Her breath comes heavy and labored. It’s the summer of 2011, but I feel like a ghost inhabiting a future self. Or maybe this is my future self mimicking a person that no longer exists.
I’m playing an old arcade version of the football game Blitz in the lobby of a movie theater in Edgewater, Florida. The same one I played eleven years ago when I was a high school student. My mom has to settle herself down on the bench next to the game to catch her breath.
She has COPD and in another two years she will have trouble just walking into the movie theater. Soon we’re out of the lobby and in the theater. It’s 4:00 on Tuesday in the afternoon and we are the only ones there. We are watching a movie that is out of time.

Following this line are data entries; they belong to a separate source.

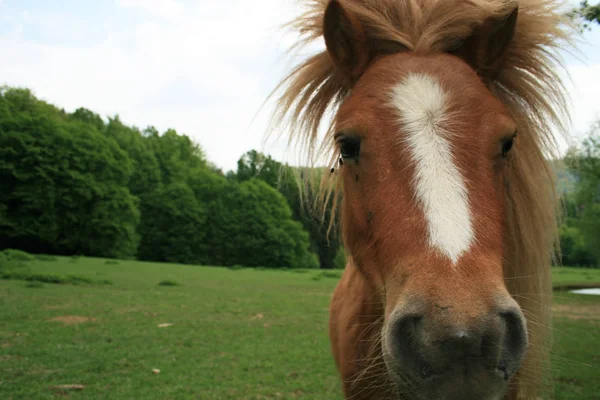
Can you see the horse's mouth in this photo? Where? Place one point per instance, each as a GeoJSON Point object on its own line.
{"type": "Point", "coordinates": [454, 383]}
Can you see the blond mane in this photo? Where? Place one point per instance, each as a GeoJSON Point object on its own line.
{"type": "Point", "coordinates": [529, 84]}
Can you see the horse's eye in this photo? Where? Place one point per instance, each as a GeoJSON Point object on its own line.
{"type": "Point", "coordinates": [349, 146]}
{"type": "Point", "coordinates": [507, 145]}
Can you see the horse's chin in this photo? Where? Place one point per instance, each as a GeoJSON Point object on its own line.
{"type": "Point", "coordinates": [456, 383]}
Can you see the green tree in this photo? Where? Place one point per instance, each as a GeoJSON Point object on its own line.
{"type": "Point", "coordinates": [173, 227]}
{"type": "Point", "coordinates": [63, 185]}
{"type": "Point", "coordinates": [324, 242]}
{"type": "Point", "coordinates": [584, 161]}
{"type": "Point", "coordinates": [586, 14]}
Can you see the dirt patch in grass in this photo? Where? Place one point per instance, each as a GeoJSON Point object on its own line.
{"type": "Point", "coordinates": [581, 311]}
{"type": "Point", "coordinates": [72, 319]}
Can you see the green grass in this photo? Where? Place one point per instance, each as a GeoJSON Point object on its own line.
{"type": "Point", "coordinates": [565, 277]}
{"type": "Point", "coordinates": [235, 334]}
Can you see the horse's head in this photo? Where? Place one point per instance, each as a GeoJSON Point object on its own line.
{"type": "Point", "coordinates": [424, 143]}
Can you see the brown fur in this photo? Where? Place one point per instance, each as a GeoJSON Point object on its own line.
{"type": "Point", "coordinates": [528, 87]}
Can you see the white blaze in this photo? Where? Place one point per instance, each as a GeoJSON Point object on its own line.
{"type": "Point", "coordinates": [439, 185]}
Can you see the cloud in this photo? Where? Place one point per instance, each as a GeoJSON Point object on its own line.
{"type": "Point", "coordinates": [203, 68]}
{"type": "Point", "coordinates": [167, 9]}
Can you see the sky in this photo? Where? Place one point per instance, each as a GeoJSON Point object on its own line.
{"type": "Point", "coordinates": [202, 67]}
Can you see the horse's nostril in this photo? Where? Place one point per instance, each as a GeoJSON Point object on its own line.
{"type": "Point", "coordinates": [515, 336]}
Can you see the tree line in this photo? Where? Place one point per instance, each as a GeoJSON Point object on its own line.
{"type": "Point", "coordinates": [71, 183]}
{"type": "Point", "coordinates": [580, 229]}
{"type": "Point", "coordinates": [74, 184]}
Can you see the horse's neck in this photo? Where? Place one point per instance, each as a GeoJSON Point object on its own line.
{"type": "Point", "coordinates": [355, 328]}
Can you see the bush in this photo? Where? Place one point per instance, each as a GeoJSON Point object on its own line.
{"type": "Point", "coordinates": [573, 249]}
{"type": "Point", "coordinates": [340, 259]}
{"type": "Point", "coordinates": [16, 255]}
{"type": "Point", "coordinates": [51, 278]}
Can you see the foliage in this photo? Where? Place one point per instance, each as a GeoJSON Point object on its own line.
{"type": "Point", "coordinates": [586, 14]}
{"type": "Point", "coordinates": [73, 184]}
{"type": "Point", "coordinates": [584, 162]}
{"type": "Point", "coordinates": [340, 259]}
{"type": "Point", "coordinates": [283, 177]}
{"type": "Point", "coordinates": [62, 183]}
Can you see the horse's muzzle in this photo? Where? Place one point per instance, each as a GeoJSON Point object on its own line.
{"type": "Point", "coordinates": [438, 352]}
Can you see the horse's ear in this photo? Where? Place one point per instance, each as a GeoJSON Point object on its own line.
{"type": "Point", "coordinates": [486, 47]}
{"type": "Point", "coordinates": [346, 41]}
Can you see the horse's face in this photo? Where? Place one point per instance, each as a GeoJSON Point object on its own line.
{"type": "Point", "coordinates": [424, 144]}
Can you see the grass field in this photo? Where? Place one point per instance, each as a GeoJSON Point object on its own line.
{"type": "Point", "coordinates": [235, 334]}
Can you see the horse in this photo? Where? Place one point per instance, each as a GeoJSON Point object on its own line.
{"type": "Point", "coordinates": [440, 117]}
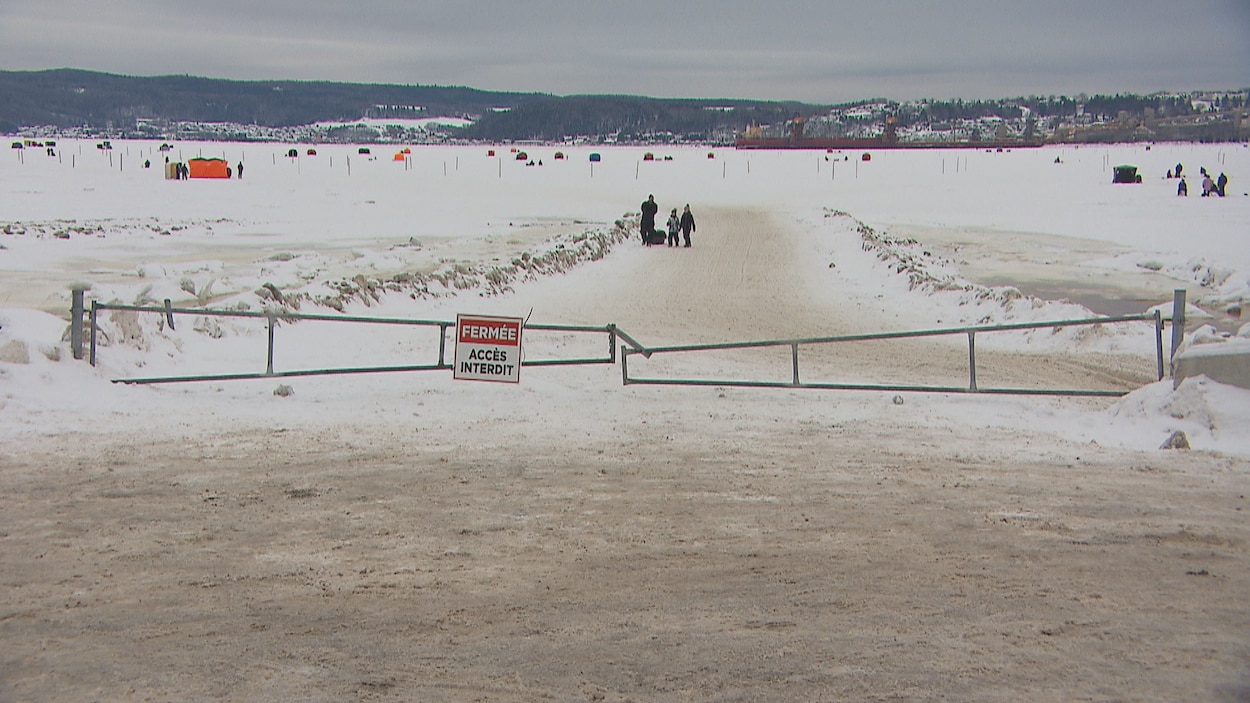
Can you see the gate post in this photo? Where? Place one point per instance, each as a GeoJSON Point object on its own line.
{"type": "Point", "coordinates": [76, 323]}
{"type": "Point", "coordinates": [269, 364]}
{"type": "Point", "coordinates": [971, 360]}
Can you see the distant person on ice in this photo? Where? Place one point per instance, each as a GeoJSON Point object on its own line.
{"type": "Point", "coordinates": [688, 223]}
{"type": "Point", "coordinates": [649, 210]}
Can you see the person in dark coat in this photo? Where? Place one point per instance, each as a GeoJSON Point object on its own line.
{"type": "Point", "coordinates": [649, 209]}
{"type": "Point", "coordinates": [688, 224]}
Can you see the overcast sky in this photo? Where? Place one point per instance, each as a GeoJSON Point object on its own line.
{"type": "Point", "coordinates": [814, 51]}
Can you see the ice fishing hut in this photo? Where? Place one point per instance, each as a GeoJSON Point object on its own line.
{"type": "Point", "coordinates": [1124, 173]}
{"type": "Point", "coordinates": [208, 168]}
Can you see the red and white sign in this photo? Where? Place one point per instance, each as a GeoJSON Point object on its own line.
{"type": "Point", "coordinates": [488, 348]}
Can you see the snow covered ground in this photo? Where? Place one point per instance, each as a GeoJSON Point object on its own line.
{"type": "Point", "coordinates": [910, 237]}
{"type": "Point", "coordinates": [410, 537]}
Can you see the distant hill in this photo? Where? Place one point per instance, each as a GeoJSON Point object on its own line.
{"type": "Point", "coordinates": [69, 98]}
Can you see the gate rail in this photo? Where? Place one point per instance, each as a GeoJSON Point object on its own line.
{"type": "Point", "coordinates": [274, 318]}
{"type": "Point", "coordinates": [629, 348]}
{"type": "Point", "coordinates": [971, 332]}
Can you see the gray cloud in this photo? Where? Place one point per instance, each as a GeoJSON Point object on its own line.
{"type": "Point", "coordinates": [806, 50]}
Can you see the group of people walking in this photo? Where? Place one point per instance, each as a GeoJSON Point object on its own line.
{"type": "Point", "coordinates": [683, 224]}
{"type": "Point", "coordinates": [1210, 187]}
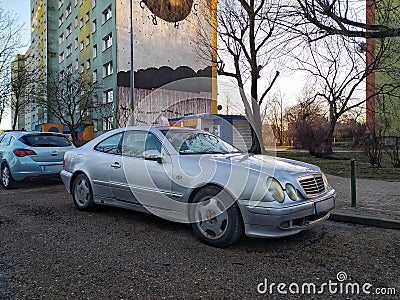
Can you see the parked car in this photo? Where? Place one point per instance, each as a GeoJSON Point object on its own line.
{"type": "Point", "coordinates": [192, 176]}
{"type": "Point", "coordinates": [31, 154]}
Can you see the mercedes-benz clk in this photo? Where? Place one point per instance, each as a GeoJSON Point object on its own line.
{"type": "Point", "coordinates": [192, 176]}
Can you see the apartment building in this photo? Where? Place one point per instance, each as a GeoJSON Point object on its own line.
{"type": "Point", "coordinates": [92, 37]}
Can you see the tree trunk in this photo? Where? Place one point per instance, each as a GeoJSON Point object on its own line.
{"type": "Point", "coordinates": [73, 136]}
{"type": "Point", "coordinates": [15, 117]}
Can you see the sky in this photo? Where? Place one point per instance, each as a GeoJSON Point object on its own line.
{"type": "Point", "coordinates": [21, 8]}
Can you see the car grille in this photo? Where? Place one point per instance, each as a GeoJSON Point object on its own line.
{"type": "Point", "coordinates": [312, 185]}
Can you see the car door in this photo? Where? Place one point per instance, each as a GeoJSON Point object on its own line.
{"type": "Point", "coordinates": [105, 159]}
{"type": "Point", "coordinates": [141, 181]}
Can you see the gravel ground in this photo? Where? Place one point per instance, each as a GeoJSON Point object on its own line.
{"type": "Point", "coordinates": [49, 250]}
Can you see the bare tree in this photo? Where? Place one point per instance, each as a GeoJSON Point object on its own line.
{"type": "Point", "coordinates": [307, 124]}
{"type": "Point", "coordinates": [338, 68]}
{"type": "Point", "coordinates": [23, 90]}
{"type": "Point", "coordinates": [248, 38]}
{"type": "Point", "coordinates": [342, 17]}
{"type": "Point", "coordinates": [69, 99]}
{"type": "Point", "coordinates": [10, 43]}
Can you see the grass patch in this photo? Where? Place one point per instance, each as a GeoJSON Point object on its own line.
{"type": "Point", "coordinates": [341, 167]}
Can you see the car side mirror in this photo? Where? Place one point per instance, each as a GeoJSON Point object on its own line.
{"type": "Point", "coordinates": [152, 155]}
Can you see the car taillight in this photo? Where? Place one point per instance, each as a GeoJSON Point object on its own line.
{"type": "Point", "coordinates": [23, 152]}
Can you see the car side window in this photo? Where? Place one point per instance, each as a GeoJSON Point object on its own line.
{"type": "Point", "coordinates": [136, 142]}
{"type": "Point", "coordinates": [111, 145]}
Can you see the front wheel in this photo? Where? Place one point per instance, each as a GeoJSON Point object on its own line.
{"type": "Point", "coordinates": [216, 217]}
{"type": "Point", "coordinates": [82, 193]}
{"type": "Point", "coordinates": [6, 178]}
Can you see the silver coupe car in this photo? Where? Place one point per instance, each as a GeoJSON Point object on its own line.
{"type": "Point", "coordinates": [192, 176]}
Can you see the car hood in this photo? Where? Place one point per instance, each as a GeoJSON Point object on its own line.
{"type": "Point", "coordinates": [280, 168]}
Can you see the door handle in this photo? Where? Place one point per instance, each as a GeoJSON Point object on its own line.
{"type": "Point", "coordinates": [116, 165]}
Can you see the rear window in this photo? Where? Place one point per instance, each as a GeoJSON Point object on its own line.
{"type": "Point", "coordinates": [45, 141]}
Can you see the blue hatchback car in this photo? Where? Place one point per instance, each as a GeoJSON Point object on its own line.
{"type": "Point", "coordinates": [31, 154]}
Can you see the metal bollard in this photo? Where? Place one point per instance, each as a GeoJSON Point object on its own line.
{"type": "Point", "coordinates": [353, 184]}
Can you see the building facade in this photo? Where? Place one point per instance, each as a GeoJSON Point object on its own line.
{"type": "Point", "coordinates": [92, 38]}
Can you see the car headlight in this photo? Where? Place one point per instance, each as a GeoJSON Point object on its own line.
{"type": "Point", "coordinates": [275, 189]}
{"type": "Point", "coordinates": [325, 179]}
{"type": "Point", "coordinates": [291, 191]}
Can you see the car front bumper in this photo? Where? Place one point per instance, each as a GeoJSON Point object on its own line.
{"type": "Point", "coordinates": [275, 221]}
{"type": "Point", "coordinates": [21, 170]}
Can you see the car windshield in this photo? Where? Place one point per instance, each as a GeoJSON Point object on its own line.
{"type": "Point", "coordinates": [195, 142]}
{"type": "Point", "coordinates": [44, 140]}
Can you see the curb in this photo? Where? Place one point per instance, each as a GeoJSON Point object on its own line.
{"type": "Point", "coordinates": [364, 220]}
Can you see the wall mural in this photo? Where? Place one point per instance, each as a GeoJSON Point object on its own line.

It’s the new Planet of the Apes movie, which is really based on number four of the old Planet of the Apes movies. I try to explain this all to my mom and I think she does a good job of pretending she understands. In the back of my mind, I notice that she’s still having trouble catching her breath.
Later that day, I’m reading Feeding the Ghost by Fred D’Aguiar, one of my old novels from college I had in storage. A week later I give it away. Little by little I’m learning to let go. Before I do, though, I write a little nothing review of it on goodreads.com–something to mark the passage of time. The only thing I can think to say about the book is that it’s poetic.
My mom and I are driving through Oak Hill now, a little town just south of Edgewater. Actually, I’m driving and she’s talking. My mom tells me that the town is so small that if I blink I might miss it. This too strikes me as poetic. The town is small and beautiful and she asks me to take her there again someday.
This is how the summer of 2011 goes.
A nothing summer really. I quit my job, play old arcade games, read books from my college years, and vaguely I sense that my mom might not have much time left.
Now two years in the future, I know this to be true.
One idle Tuesday with my mom. If I hadn’t looked closely, I might have missed it.